L’importance de l'exercice pendant et après le cancer

L'exercice après un cancer n'a que des avantages : il réduit le risque de rechute dans certains cancers, il réduit le risque d'effets secondaires graves et vous vous sentez tout simplement plus en forme mentalement. Mais comment s'y prendre, avec toute cette fatigue dans le corps et ces soucis dans l'esprit ? Nous avons interrogé la spécialiste de la réadaptation oncologique Sarah Soenen.

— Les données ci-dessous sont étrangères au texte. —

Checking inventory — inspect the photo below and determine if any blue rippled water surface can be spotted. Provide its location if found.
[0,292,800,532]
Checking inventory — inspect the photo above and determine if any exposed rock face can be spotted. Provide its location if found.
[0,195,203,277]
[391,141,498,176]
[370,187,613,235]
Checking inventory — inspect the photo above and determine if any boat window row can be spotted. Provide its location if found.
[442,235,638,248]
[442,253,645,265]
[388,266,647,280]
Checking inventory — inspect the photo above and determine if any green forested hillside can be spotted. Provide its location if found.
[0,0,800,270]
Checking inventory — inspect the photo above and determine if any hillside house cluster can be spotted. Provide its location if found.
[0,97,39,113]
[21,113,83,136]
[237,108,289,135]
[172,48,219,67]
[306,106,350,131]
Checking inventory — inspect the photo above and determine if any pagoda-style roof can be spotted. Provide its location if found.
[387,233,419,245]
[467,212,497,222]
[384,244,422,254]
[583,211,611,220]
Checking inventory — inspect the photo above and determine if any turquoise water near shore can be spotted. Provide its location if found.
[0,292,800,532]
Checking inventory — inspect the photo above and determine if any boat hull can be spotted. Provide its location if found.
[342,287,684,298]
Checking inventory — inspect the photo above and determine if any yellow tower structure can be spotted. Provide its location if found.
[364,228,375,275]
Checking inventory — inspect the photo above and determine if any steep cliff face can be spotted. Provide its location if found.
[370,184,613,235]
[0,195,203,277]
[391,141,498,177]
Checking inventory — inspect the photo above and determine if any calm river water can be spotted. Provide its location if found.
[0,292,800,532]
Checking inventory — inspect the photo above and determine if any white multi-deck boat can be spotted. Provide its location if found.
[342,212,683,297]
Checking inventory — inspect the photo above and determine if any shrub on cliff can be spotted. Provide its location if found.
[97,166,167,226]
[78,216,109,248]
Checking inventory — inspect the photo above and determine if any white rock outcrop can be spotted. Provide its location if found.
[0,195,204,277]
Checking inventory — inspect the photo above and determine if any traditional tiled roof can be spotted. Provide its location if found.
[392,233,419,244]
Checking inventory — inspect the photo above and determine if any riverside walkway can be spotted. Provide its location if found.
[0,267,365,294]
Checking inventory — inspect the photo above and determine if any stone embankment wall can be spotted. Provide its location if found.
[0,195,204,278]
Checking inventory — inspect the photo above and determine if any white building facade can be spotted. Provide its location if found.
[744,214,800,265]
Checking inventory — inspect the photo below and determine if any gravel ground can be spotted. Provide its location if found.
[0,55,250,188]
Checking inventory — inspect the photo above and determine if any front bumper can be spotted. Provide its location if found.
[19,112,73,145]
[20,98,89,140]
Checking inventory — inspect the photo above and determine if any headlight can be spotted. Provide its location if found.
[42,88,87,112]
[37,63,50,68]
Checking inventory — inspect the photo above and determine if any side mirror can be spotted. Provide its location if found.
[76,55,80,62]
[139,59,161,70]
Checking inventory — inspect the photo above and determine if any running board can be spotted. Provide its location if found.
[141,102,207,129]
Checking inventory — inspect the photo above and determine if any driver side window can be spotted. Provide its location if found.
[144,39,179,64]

Un coup de pouce physique et mental

Ça peut compter. Mais la liste des avantages est encore plus longue : "En bougeant, vous reconstituez votre condition de base, avec tous les avantages physiques qui vont avec", explique Sarah Soenen. "Le fait de se sentir plus en forme renforce également la confiance en soi. Vous croyez à nouveau en vos propres capacités et vous vous inquiétez moins. L'exercice réduit également le risque de rechute et de nouveau cancer. Diverses études ont montré cet effet positif pour des cancers tels que le cancer du sein et du côlon. C'est une raison importante pour laquelle les gens viennent me voir pour la réhabilitation. Cela donne un sentiment de contrôle : si les patients peuvent améliorer leur pronostic de cette manière, ils saisissent cette chance à deux mains. Et il y a autre chose en jeu dans la motivation de la réadaptation, selon Sarah. "Les gens ont un cancer de plus en plus jeune. Ils "doivent être à nouveau là" après leur maladie et essaient donc de rester en forme."



La première étape

Mais qu'en est-il du sentiment : je suis bien trop fatigué pour faire de l'exercice ? "En fait, c'est tout le contraire", souligne Sarah Soenen. "En bougeant, on se sent mieux mentalement, et comme on est plus frais dans la tête, on a aussi plus envie de bouger". Cela n'enlève rien au fait que commencer à bouger peut être une étape très difficile. "Votre qualité de vie est durement touchée pendant un traitement contre le cancer aussi éprouvant. Il y a la fatigue typique, et aussi les douleurs musculaires et articulaires causées par les médicaments. Et il y a le côté mental : la peur de la rechute, la question typique "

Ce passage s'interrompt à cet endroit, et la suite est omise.